For one thing it was vertical on the window screen and the oddness of it made me stop to take a closer look. Quickly looking around for a source plant, I noticed that there weren’t any trees nearby that would match that type of thin light tan stick. The closest trees where more evergreen and oak-like than this reedy looking tan twig. As I drew closer, I grinned. I had fallen for the illusion–it was not a dead twig as I had originally thought. It was not even from a plant. It was a living moving and incredibly fragile stick insect!

This wild “stick bug” was almost as long as my hand and was just hanging out on our screen. We had walked through forests and trees for hours earlier and had only heard some bird calls from a distance. I had been a bit disappointed that we hadn’t seen much of anything interesting or unusual on our hike. But now here I was right back at our cabin and here was an animal I had never seen in the wild. And it had never even crossed my mind to think that stick insects were native to Running Springs, California. Did you know that stick insects can live in most of the world? They are found (in different shapes, sizes, and colors) from North America to Southeast Asia, the tropics to the subtropical regions of our world.

Praying Mantis also use mimicry

These insects vary in shape and size often because of their habitat. Stick insects use a defensive technique called “mimicry” which means they are known to imitate something else to avoid being eaten. While they may look very different depending on where they live and the plants that are in their home, they all tend to hide under leaves, come out at night and rock back and forth (like praying mantises and like plants moving in the breeze).

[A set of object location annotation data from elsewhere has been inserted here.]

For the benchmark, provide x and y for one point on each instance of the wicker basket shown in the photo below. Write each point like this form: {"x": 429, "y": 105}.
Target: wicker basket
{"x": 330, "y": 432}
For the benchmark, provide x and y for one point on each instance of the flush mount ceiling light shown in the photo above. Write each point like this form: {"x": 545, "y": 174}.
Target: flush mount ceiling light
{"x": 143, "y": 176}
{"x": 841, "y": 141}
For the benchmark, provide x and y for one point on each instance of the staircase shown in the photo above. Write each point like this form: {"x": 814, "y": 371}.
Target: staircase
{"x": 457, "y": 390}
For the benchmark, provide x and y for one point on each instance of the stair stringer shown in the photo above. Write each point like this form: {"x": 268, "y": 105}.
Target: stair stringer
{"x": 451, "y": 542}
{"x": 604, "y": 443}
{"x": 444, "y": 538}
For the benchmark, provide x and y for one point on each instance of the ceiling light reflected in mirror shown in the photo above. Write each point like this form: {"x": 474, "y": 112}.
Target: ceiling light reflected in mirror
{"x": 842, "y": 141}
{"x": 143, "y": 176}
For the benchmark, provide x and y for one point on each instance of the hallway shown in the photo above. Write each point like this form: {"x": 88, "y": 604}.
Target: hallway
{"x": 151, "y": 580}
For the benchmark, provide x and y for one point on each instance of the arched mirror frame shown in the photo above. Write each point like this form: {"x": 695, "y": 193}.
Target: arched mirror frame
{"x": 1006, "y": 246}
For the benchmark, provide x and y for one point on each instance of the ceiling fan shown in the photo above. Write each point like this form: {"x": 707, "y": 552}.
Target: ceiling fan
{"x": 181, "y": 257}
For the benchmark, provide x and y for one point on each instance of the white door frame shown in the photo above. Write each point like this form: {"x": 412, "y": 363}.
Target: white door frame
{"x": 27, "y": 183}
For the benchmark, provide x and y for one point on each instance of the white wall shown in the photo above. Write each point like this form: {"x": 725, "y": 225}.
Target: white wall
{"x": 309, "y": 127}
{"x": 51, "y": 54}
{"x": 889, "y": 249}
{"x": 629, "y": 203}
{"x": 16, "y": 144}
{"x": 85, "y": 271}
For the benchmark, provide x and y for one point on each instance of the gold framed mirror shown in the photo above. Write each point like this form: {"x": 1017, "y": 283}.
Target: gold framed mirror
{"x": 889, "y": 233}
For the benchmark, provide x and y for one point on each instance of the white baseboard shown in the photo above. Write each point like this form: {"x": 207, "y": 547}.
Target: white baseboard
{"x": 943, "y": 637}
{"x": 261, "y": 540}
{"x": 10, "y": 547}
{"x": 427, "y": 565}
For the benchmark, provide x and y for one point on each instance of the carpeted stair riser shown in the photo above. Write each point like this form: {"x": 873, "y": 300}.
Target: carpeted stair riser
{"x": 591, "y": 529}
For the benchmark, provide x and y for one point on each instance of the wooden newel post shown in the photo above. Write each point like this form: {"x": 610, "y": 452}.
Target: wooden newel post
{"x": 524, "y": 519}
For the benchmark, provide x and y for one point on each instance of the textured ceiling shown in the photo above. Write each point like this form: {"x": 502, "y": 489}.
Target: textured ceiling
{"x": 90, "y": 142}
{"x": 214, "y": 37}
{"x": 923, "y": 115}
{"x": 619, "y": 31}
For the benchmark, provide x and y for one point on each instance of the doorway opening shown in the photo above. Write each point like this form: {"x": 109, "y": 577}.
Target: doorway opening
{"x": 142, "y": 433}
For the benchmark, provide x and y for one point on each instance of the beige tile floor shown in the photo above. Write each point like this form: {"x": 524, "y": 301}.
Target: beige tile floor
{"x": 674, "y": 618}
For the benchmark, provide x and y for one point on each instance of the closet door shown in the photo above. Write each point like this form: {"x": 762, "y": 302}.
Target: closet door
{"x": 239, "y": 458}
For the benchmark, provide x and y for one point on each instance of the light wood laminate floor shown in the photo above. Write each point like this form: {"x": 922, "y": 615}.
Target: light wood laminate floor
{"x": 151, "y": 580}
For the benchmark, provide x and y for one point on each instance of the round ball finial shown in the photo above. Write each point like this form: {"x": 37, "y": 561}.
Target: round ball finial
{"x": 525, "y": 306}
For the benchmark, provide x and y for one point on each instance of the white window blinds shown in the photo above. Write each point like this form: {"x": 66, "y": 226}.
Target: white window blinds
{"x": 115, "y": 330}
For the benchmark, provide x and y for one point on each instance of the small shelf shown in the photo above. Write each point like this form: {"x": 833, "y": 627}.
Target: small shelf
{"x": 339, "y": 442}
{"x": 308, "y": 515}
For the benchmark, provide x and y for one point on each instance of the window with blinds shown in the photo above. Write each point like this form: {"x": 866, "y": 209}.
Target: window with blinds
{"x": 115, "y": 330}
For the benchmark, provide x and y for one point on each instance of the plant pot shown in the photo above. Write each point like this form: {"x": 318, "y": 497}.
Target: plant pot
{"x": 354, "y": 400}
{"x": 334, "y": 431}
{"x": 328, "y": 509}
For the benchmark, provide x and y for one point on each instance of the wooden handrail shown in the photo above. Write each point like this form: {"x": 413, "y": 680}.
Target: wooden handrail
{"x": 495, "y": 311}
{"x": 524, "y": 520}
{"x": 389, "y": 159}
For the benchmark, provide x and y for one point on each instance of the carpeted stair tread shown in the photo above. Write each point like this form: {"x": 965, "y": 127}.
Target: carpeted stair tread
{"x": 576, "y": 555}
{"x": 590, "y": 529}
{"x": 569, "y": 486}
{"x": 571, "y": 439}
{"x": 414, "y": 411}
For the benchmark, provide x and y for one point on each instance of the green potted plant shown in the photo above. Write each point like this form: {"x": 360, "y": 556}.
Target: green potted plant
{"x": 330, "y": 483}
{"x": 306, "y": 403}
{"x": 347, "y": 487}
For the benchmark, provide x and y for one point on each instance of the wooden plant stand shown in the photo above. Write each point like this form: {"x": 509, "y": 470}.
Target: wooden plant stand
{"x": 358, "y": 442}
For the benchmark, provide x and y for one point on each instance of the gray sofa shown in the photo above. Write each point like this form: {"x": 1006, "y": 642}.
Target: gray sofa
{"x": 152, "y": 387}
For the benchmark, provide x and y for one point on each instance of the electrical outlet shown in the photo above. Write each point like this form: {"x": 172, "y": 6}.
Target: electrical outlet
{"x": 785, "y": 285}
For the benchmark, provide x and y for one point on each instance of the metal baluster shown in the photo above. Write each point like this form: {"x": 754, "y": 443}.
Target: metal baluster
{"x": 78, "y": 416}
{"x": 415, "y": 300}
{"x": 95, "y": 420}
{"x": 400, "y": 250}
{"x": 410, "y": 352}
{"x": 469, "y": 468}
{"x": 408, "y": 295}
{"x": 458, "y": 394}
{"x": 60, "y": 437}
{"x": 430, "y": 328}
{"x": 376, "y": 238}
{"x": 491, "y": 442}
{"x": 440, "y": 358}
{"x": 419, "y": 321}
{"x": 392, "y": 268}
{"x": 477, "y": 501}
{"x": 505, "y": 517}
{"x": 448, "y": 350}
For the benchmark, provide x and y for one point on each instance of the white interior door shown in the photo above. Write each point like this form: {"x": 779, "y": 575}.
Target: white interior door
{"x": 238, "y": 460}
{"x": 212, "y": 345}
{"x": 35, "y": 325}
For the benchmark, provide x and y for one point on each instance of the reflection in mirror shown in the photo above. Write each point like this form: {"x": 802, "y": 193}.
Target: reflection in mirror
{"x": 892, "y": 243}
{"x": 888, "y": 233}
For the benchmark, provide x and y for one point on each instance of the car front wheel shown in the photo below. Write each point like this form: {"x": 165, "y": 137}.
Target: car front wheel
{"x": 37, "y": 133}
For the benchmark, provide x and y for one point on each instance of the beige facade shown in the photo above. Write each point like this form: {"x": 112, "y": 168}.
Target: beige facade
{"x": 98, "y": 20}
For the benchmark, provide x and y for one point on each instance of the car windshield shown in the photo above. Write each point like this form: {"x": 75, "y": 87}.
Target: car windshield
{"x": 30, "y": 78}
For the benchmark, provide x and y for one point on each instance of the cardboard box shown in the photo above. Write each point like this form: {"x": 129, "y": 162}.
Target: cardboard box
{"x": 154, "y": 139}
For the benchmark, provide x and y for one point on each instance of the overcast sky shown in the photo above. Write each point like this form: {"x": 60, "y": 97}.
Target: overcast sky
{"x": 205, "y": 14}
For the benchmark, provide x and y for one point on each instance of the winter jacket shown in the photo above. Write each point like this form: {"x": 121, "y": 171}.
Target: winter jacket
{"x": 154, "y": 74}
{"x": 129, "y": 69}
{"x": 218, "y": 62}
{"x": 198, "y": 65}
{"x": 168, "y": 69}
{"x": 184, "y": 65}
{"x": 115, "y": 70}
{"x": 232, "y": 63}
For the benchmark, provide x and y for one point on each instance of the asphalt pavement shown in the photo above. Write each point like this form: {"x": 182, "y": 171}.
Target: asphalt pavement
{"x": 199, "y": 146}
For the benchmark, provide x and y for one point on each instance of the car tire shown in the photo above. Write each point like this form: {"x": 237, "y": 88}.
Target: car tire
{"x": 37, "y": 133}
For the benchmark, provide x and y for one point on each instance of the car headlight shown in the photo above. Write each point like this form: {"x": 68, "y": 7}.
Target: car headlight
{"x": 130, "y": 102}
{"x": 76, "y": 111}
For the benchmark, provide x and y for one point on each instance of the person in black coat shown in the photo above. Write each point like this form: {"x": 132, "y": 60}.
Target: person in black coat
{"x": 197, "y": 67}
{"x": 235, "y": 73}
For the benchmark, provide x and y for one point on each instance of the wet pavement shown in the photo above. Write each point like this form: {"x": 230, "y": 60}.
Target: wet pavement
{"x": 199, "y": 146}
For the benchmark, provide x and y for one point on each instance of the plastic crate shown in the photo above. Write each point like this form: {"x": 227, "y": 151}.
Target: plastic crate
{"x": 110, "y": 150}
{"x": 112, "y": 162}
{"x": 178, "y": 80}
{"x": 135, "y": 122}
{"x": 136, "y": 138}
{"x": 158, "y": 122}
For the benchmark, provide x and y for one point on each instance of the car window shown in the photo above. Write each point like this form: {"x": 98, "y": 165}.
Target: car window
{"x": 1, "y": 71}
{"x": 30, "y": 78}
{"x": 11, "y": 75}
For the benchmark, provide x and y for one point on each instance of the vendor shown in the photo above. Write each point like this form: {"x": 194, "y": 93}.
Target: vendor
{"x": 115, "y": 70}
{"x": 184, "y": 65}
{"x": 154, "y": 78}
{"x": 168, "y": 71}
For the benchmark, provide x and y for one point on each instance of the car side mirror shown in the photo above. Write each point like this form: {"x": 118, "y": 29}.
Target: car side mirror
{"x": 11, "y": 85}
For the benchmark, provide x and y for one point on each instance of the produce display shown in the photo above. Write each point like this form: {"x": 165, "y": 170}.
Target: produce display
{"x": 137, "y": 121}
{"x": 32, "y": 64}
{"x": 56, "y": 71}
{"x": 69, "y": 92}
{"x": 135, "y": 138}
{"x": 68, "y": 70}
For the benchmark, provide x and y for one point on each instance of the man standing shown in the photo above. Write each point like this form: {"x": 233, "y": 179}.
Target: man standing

It was incredibly thrilling for me to see one of our native and incredibly “shy” species out in broad daylight. And even though I consider myself smarter than the average bird (which would find a stick insect delicious for dinner), this little bug could on first glance fool me too! It amazes me to think just how effective good mimicry or good imitation can be. And to think that an animal smaller than my hand could have become so talented at acting.